A major Hawaii Island landowner is seeking to subdivide 39 acres of former sugar fields in Puueo for a residential development.

The subdivision on Amauulu Road would involve 49 lots, with 30 single-family homes consisting of at least 10,000 square-foot lots and 19 residential-agricultural properties of 1 to 2 acres in size, according to Hawaii County Planning Department records.

The mostly vacant land currently is zoned agricultural and open, with some of it currently in production for sweet potato.

Landowner Edmund C. Olson Trust is seeking a change of zone to family agricultural and single-family residential. It also requires a state land use boundary amendment from agriculture to urban for about 15 acres.

The Windward Planning Commission will consider the request April 4 at the county’s Aupuni Center Conference Room in Hilo.

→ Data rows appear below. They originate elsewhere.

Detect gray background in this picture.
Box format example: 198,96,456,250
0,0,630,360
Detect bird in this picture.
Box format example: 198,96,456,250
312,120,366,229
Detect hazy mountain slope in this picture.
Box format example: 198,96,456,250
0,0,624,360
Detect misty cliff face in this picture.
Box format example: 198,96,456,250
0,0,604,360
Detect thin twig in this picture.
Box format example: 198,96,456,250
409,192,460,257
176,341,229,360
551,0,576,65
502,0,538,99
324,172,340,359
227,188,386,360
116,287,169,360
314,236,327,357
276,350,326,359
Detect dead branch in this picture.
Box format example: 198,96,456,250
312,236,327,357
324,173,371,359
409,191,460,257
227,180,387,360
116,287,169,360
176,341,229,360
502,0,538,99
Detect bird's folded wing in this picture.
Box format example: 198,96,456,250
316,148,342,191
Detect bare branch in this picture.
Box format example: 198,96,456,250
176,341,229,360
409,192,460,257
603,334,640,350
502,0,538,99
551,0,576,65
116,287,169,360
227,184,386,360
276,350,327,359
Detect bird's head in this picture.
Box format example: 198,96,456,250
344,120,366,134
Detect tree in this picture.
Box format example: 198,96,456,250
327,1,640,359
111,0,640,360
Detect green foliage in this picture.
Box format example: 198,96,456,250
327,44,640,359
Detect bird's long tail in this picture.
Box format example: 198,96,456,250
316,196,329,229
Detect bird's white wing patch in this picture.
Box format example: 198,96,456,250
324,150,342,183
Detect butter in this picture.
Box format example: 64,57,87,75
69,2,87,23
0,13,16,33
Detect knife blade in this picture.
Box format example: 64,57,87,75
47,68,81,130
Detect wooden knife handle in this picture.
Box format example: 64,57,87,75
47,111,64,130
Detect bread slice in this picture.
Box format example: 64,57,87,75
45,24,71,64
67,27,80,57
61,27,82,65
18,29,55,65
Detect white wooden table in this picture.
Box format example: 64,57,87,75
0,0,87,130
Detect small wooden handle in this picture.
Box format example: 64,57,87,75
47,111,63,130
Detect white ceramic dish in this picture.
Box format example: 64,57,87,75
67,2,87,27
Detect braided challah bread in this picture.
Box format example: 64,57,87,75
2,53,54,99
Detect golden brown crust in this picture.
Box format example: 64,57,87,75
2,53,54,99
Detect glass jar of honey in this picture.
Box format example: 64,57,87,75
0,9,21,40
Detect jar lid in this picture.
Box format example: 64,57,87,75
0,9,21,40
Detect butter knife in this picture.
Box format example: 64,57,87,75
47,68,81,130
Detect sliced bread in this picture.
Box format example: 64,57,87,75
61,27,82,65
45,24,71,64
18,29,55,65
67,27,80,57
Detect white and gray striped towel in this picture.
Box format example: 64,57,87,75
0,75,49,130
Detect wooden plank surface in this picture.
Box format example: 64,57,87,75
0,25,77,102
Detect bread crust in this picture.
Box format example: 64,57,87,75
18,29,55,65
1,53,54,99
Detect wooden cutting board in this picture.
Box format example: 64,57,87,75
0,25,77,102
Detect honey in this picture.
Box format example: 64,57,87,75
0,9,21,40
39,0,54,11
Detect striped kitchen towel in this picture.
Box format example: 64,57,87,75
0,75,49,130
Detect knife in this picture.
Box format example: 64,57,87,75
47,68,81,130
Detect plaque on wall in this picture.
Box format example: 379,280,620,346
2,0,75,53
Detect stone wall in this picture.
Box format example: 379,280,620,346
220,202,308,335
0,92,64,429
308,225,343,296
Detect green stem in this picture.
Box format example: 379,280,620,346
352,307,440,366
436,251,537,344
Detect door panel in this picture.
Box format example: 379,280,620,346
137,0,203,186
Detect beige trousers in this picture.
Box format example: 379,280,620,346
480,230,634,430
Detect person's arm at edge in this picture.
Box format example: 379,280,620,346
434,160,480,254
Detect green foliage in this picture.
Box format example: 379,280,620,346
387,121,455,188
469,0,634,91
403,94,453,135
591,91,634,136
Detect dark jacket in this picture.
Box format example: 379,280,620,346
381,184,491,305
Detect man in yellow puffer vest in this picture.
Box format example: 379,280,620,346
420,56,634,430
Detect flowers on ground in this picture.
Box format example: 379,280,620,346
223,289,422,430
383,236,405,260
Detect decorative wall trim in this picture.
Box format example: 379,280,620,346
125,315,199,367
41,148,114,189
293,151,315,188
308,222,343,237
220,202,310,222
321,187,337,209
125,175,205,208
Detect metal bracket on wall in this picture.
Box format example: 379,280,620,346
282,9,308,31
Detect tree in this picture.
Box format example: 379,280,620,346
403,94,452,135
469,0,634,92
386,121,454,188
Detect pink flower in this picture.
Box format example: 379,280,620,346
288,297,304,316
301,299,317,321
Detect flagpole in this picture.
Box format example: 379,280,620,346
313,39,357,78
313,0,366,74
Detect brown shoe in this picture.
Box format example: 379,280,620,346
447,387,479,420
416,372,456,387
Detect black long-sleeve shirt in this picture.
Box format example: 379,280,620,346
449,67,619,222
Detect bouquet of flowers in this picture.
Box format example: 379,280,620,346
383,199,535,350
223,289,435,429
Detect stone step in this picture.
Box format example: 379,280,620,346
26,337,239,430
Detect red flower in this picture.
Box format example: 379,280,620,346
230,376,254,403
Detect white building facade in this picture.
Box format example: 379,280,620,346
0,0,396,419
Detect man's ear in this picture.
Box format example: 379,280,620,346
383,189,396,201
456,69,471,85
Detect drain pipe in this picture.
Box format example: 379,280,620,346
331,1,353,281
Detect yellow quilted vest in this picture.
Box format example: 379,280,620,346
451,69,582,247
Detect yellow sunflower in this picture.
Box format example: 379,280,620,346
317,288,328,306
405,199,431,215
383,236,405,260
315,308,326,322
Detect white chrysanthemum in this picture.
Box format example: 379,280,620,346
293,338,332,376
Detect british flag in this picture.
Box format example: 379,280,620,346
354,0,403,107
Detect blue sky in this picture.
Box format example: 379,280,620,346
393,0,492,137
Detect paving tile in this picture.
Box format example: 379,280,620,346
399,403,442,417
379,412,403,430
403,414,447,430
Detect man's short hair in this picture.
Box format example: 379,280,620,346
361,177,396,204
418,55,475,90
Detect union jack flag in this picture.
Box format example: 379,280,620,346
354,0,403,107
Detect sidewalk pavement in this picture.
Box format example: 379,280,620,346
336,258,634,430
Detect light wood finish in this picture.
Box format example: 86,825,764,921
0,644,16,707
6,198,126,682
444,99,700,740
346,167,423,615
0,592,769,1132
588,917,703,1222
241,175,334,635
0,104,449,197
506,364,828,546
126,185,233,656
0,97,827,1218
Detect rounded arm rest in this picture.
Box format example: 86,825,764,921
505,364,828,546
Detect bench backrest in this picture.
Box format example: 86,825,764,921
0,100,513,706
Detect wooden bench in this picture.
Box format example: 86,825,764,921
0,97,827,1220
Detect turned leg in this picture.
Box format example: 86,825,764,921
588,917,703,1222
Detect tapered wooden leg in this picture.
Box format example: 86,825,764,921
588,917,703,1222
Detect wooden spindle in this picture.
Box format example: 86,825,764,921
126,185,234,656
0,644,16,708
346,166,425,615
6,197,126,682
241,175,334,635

Founder Ed Olson said the plan is to sell the property to someone who can develop the land, located mauka of Clem Akina Park.

“We’d like to sell it in bulk,” he said.

The trust owns 1,500 acres in the area, with much of it in production for macadamia nut and fruit trees.

Olson said there aren’t any plans to sell or develop the rest of the acreage.

The trust previously proposed subdividing the land into 27 1-acre farm lots to provide a transition to the larger mauka agricultural properties nearby.

The Planning Department encouraged the landowner to create smaller lots because of the area’s low-density urban designation in the county’s general plan and that the area is seen as being ripe for infill, according to a letter from the applicant’s consultant.

According to planning records, the site is part of a 288-acre area that was once proposed for an 800-lot residential development that included a community center and school.

Then owner and applicant C. Brewer Homes Inc. sold the property to David and Dores Greer in 1999. The Greers developed the mauka portion into large farm lots.

The Olson trust, which later acquired the property, owns coffee, fruit tree and macadamia nut farms around Hawaii Island. In total, it owns about 10,000 acres on the island, Olson said.

The development would appear to be adjacent to a plantation camp cemetery that was partially damaged by heavy machinery in 2016.

When asked if any fines were issued, a state Department of Land and Natural Resources spokesman said in an email that DLNR remains in contact with the trust’s attorney regarding the matter.

Sidney Fuke, the trust’s consultant, wrote to Planning in January that a burial treatment plan was completed for the cemetery, but it can’t be submitted until an archaeological inventory survey is accepted. He said it is his understanding that state Historic Preservation Division wants the “alleged violation” to be addressed first.